这么大一个皇帝边上的大红人诶,内务总管诶,怎么会不认识啊!
楚肖一路风风火火走来,衣摆还染上不少灰尘,他都无暇顾及,要知道,这本书中的大牢,那严刑拷打也是毫不留情的!就算你明明没有犯错也能给你屈打成招。
楚肖怕他慢一步,等到的就是明长苏的尸体!
那群狱卒一问三不知,楚肖没了耐心,干脆自己进去找,一间一间找过去,狱卒小心翼翼跟在他身后,生怕说错一个字掉了脑袋。
最后在牢房最里面找到了明长苏,彼时明长苏上半身的衣服没穿,身上尽是鞭子抽打的痕迹。
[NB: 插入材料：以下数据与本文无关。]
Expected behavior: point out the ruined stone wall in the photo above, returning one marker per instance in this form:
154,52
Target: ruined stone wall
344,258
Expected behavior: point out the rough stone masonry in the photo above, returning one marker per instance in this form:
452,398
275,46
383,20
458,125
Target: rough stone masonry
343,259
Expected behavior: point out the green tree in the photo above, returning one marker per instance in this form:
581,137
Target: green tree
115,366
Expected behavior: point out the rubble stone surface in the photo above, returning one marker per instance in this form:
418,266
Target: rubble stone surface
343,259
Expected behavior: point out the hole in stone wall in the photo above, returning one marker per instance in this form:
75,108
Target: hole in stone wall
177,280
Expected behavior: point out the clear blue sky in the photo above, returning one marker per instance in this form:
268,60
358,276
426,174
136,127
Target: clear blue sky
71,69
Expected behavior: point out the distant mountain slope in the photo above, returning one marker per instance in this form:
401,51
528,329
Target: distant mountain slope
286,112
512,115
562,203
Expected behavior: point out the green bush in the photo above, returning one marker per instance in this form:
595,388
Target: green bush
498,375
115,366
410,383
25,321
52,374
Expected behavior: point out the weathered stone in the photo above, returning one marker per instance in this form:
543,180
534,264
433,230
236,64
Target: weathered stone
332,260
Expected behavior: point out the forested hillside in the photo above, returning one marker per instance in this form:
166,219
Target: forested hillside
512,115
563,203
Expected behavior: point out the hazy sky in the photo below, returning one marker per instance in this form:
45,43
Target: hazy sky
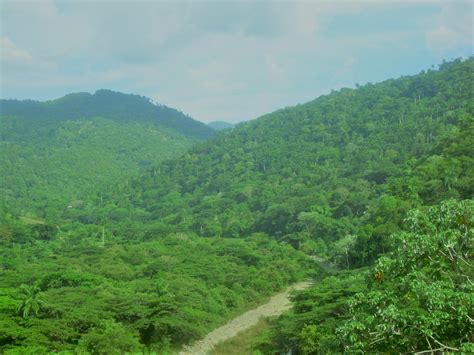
223,60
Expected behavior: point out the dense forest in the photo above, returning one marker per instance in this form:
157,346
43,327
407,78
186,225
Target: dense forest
65,151
378,179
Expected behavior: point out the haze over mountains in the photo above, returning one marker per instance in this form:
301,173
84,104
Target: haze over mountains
83,143
131,227
107,104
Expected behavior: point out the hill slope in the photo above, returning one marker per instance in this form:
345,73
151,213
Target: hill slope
108,104
312,174
69,149
220,125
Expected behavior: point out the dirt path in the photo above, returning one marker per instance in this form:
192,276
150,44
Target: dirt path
278,304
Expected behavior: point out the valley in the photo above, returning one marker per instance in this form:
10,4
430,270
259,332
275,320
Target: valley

明长苏的脸色很黑,眼窝也很黑,长发披散,俨然一副了无生气的样子。
明长苏吊着一口气,半垂着眼听见楚肖骂了一句脏话。
他抬头,脖子却不受控制往下走,最后被一双温热的手捧住下巴,对方的吐息喷洒在他脸上。
他听见楚肖道:“怎么打成这样了!”
楚肖不由分说抱着人走,奈何自己才刚醒,身体还没有恢复完全,一只手扶着明长苏的背,另一只手抄过明长苏的膝弯。
用力,起。
楚肖踉跄一步,明长苏直接摔在地上,楚肖差点把他当做肉垫扑了上去。
这一摔摔得明长苏闷哼一声,显然更难受了。
让原本就很危急的情况雪上加霜。
赶来的狱卒见状,忙上前道:“陛下!”
楚肖道:“你们别动!这个人朕今天一定要带走!”
见他们还想上前,楚肖道:“你们今日谁要是胆敢上前一步阻拦,朕立刻要了他的脑袋。”
言毕再次尝试将明长苏抱起,可怜的明长苏奄奄一息还被楚肖这么折腾,试了三次终于勉强能够抱起,楚肖便跟方才的德顺一半颤颤巍巍好不容易挪到门口。
正对上德顺,楚肖道:“德公公,您不会也拦我吧。”
德顺道:“老奴不敢。”
楚肖道:“那便好。”
德顺道:“但是老奴还望陛下记得,防人之心不可无,陛下今日对他这般好,来日若是他反咬一口,定要防范。”
楚肖却道:“不会的。”
他从现在开始对明长苏好,认认真真做个好皇帝,实在不行和明长苏做个普通朋友也可以,应该不至于到明长苏还想他死吧。
况且原文最后原主死也不是明长苏干的。
德顺闻言让步。
明长苏的头动了动,他睁开眼,看到楚肖的下巴又闭上。
等楚肖一步一步艰难挪出去后,身后的狱卒才道:“陛下刚刚是叫我们不要拦他对吧?”
有人崩溃道:“可我们什么时候要拦陛下呢?”
“我们分明是看陛下这么艰难!想去帮个忙!”
“……”
狱卒怯怯私语,一抬头见老太监正看着他们,立刻禁声。
楚肖出来偷偷摸摸,回去却是浩浩荡荡,惊动了宫里大部分人,他出门后,宫中许多人才发觉陛下不见了,忙慌乱寻找。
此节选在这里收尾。